Le Canada a annoncé jeudi avoir été contraint de rapatrier 41 diplomates basés en Inde après la menace de New Delhi de retirer leur immunité diplomatique en pleine crise entre les deux pays.
Les relations indo-canadiennes se sont dégradées en septembre lorsque le premier ministre Justin Trudeau a évoqué l’implication possible du gouvernement indien dans l’assassinat d’un leader sikh en juin près de Vancouver. Des accusations aussitôt qualifiées d’«absurdes» par le gouvernement indien qui avait récemment demandé le départ de diplomates canadiens.
«Situation sans précédent»
«Nous avons pris la décision d’organiser le départ de 41 diplomates et de leurs familles», dont l’immunité diplomatique avait été révoquée par l’Inde, a déclaré la ministre des Affaires étrangères canadiennes Mélanie Joly. Parlant d’une «situation sans précédent» et d’une «violation du droit international», la ministre a toutefois précisé que le Canada n’avait pas l’intention de répliquer en révoquant l’immunité de diplomates indiens, afin de ne pas «aggraver la situation».
«Si nous acceptons cette façon de faire, aucun diplomate, ou qu’il soit, ne sera en sécurité sur la planète. C’est pour cette raison que le Canada ne prendra pas la même approche que l’Inde», a-t-elle ajouté. Elle a précisé lors d’une conférence de presse que 21 diplomates canadiens restaient en fonction sur le sol indien.
«Le Canada continuera à défendre le droit international, qui s’applique à toutes les nations, et poursuivra son dialogue avec l’Inde. Aujourd’hui plus que jamais, nous avons besoin de diplomates sur le terrain et nous devons nous parler», a-t-elle ajouté. En Inde, les services dans les consulats à Chandigarh, Mumbai et à Bangalore ont été interrompus, a précisé le ministre de l’Immigration Marc Miller.
«Crimes haineux»
Les relations entre les deux pays sont pourtant nombreuses avec une forte immigration indienne au Canada. Mais le meurtre de Hardeep Singh Nijjar dans l’Ouest canadien a fait basculer leur relation. Ce dernier a été abattu en juin par deux hommes masqués sur le parking du temple sikh qu’il dirigeait près de Vancouver, en Colombie-Britannique. Il a succombé à ses blessures sur place.

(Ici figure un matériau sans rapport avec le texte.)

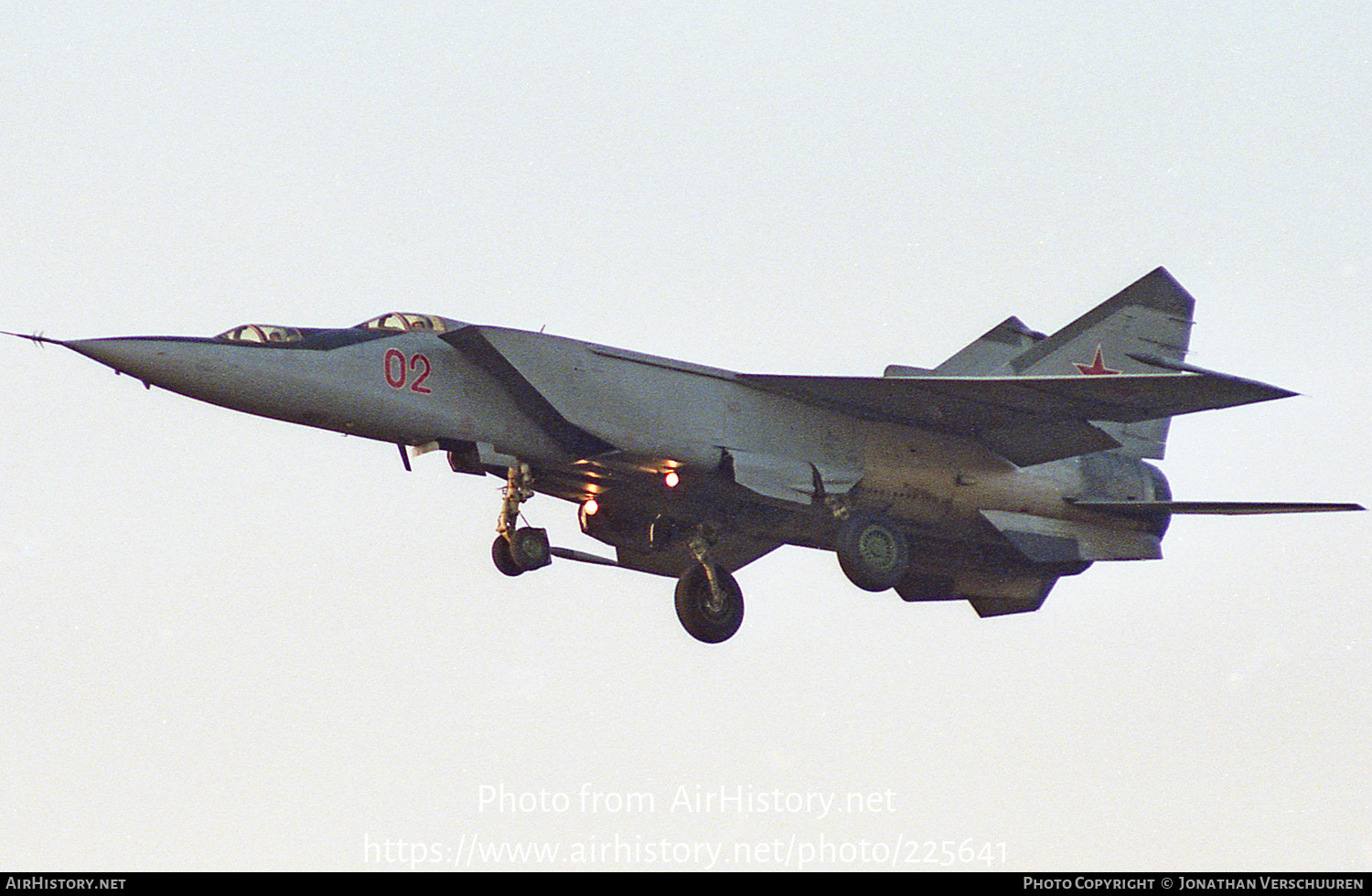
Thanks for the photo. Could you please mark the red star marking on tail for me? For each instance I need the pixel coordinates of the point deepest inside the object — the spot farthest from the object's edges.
(1095, 368)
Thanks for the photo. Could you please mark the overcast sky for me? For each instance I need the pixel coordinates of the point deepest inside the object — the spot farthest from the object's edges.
(230, 643)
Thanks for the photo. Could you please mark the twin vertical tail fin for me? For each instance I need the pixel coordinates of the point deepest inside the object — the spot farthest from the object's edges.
(1146, 328)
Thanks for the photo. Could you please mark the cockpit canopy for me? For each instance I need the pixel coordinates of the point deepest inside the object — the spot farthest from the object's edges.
(261, 334)
(405, 320)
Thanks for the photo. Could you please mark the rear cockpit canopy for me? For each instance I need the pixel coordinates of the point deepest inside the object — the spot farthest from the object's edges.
(261, 334)
(405, 320)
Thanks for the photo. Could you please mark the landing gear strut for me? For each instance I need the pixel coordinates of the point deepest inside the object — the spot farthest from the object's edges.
(519, 549)
(710, 604)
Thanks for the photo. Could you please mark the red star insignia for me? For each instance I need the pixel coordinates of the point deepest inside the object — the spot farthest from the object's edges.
(1095, 368)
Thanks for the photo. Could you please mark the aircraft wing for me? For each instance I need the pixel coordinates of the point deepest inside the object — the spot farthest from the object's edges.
(1025, 419)
(1224, 508)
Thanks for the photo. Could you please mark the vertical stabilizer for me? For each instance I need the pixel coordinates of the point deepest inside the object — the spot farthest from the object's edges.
(999, 345)
(1149, 318)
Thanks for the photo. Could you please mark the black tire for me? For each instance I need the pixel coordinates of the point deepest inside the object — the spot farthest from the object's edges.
(502, 558)
(530, 549)
(873, 552)
(693, 608)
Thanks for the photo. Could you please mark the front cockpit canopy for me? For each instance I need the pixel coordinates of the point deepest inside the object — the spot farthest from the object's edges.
(261, 334)
(406, 320)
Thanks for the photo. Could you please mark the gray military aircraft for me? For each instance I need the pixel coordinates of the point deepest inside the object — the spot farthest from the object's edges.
(1012, 464)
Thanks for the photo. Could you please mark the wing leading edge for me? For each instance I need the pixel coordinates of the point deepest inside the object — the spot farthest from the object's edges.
(1025, 419)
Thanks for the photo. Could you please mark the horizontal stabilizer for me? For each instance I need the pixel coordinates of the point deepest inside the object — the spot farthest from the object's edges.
(1234, 508)
(1045, 539)
(1025, 419)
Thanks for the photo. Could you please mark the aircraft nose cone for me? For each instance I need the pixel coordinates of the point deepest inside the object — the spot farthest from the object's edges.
(145, 358)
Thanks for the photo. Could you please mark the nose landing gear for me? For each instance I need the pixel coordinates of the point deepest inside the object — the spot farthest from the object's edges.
(519, 549)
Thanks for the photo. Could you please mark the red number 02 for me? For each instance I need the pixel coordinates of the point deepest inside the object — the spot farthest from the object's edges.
(397, 370)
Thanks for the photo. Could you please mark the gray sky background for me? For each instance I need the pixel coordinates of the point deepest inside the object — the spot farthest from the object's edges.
(228, 643)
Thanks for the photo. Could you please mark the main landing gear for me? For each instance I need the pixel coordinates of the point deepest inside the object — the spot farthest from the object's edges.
(873, 552)
(710, 604)
(519, 549)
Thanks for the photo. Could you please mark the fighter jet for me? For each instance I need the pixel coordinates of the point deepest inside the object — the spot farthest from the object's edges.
(1014, 463)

Militant pour la création du «Khalistan», un État sikh indépendant dans le nord de l’Inde, il était arrivé au Canada en 1997 et avait été naturalisé en 2015. Il était recherché par les autorités indiennes pour des faits présumés de terrorisme et de conspiration en vue de commettre un meurtre. Des accusations qu’il niait, selon l’Organisation mondiale des sikhs du Canada, un groupe de défense des intérêts des sikhs canadiens.
Depuis l’Inde a demandé à ses citoyens d’éviter de voyager dans certaines régions du Canada «compte tenu de la multiplication des activités anti-indiennes et des crimes haineux et criminels à connotation politique au Canada». Et le pays a suspendu le traitement de visas au Canada.
Washington embarrassé
New Delhi s’est souvent plaint de l’activité de la diaspora sikhe à l’étranger, notamment au Canada, susceptible selon New Delhi de relancer le mouvement séparatiste grâce à une aide financière massive. Le Canada est le pays qui compte le plus grand nombre de sikhs en dehors de l’Inde.

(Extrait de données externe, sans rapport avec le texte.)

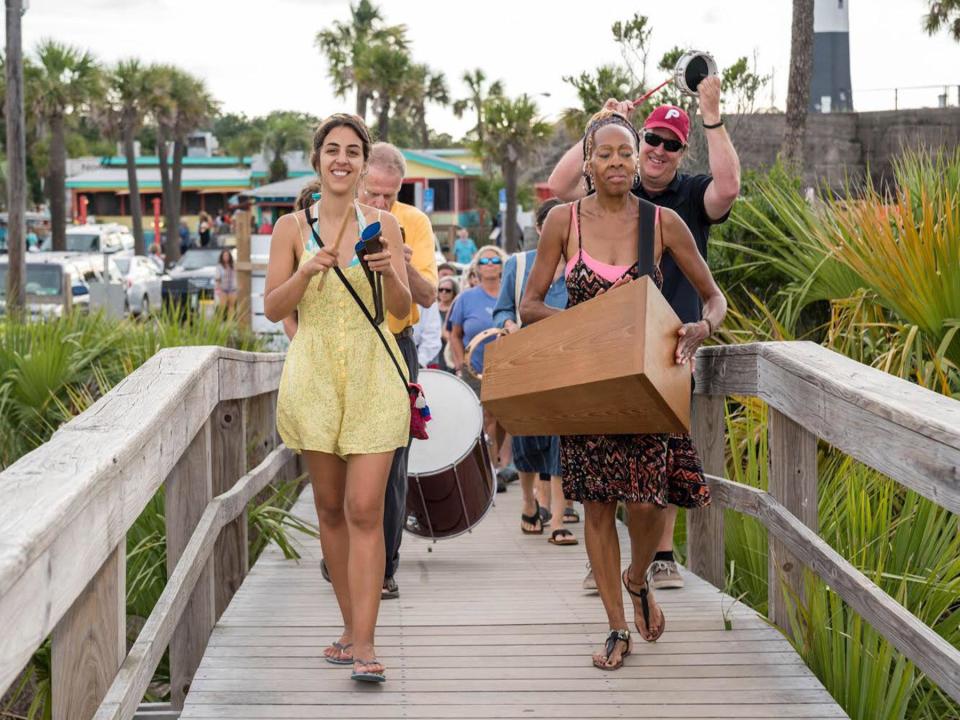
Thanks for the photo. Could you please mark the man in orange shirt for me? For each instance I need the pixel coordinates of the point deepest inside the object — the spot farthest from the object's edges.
(386, 170)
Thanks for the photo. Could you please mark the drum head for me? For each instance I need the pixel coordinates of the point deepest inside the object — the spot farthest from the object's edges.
(457, 423)
(694, 67)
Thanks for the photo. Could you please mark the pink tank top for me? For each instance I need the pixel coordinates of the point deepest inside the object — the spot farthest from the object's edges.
(610, 273)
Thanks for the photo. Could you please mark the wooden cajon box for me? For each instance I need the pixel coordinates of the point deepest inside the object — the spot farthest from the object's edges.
(605, 367)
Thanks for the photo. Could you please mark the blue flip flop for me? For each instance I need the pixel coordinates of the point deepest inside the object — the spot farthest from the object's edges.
(341, 648)
(367, 676)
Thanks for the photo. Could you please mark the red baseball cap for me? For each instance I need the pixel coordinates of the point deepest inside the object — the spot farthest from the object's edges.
(669, 117)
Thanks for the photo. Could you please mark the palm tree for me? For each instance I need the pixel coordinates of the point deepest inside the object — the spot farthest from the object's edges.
(387, 70)
(425, 86)
(479, 94)
(798, 87)
(121, 114)
(68, 79)
(346, 45)
(181, 103)
(943, 13)
(285, 132)
(511, 130)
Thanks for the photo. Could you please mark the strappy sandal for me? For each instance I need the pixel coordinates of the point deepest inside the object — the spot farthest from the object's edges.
(562, 536)
(534, 520)
(367, 676)
(340, 658)
(570, 515)
(644, 607)
(613, 638)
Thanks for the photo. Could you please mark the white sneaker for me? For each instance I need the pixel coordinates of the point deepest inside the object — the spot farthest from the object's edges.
(664, 575)
(589, 582)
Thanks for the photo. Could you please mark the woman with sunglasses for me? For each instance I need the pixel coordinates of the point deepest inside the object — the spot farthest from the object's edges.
(597, 239)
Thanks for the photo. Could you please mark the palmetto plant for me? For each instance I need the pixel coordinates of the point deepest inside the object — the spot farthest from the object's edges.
(51, 371)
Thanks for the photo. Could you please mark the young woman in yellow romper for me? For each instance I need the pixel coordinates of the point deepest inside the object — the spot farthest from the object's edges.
(341, 402)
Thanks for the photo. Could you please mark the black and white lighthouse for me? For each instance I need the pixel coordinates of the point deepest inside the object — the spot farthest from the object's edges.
(830, 82)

L’État indien du Pendjab, qui compte environ 58% de sikhs et 39% d’hindous, a été secoué par un violent mouvement séparatiste sikh dans les années 1980 et au début des années 1990, qui a fait des milliers de morts. Ces tensions diplomatiques sont suivies de près ailleurs dans le monde et notamment par Washington.
Cependant l’affaire est délicate pour les États-Unis, pays voisin et allié historique du Canada, mais qui ont entrepris, sous l’impulsion du président Joe Biden, de se rapprocher à marche forcée du gouvernement indien dirigé par Narendra Modi.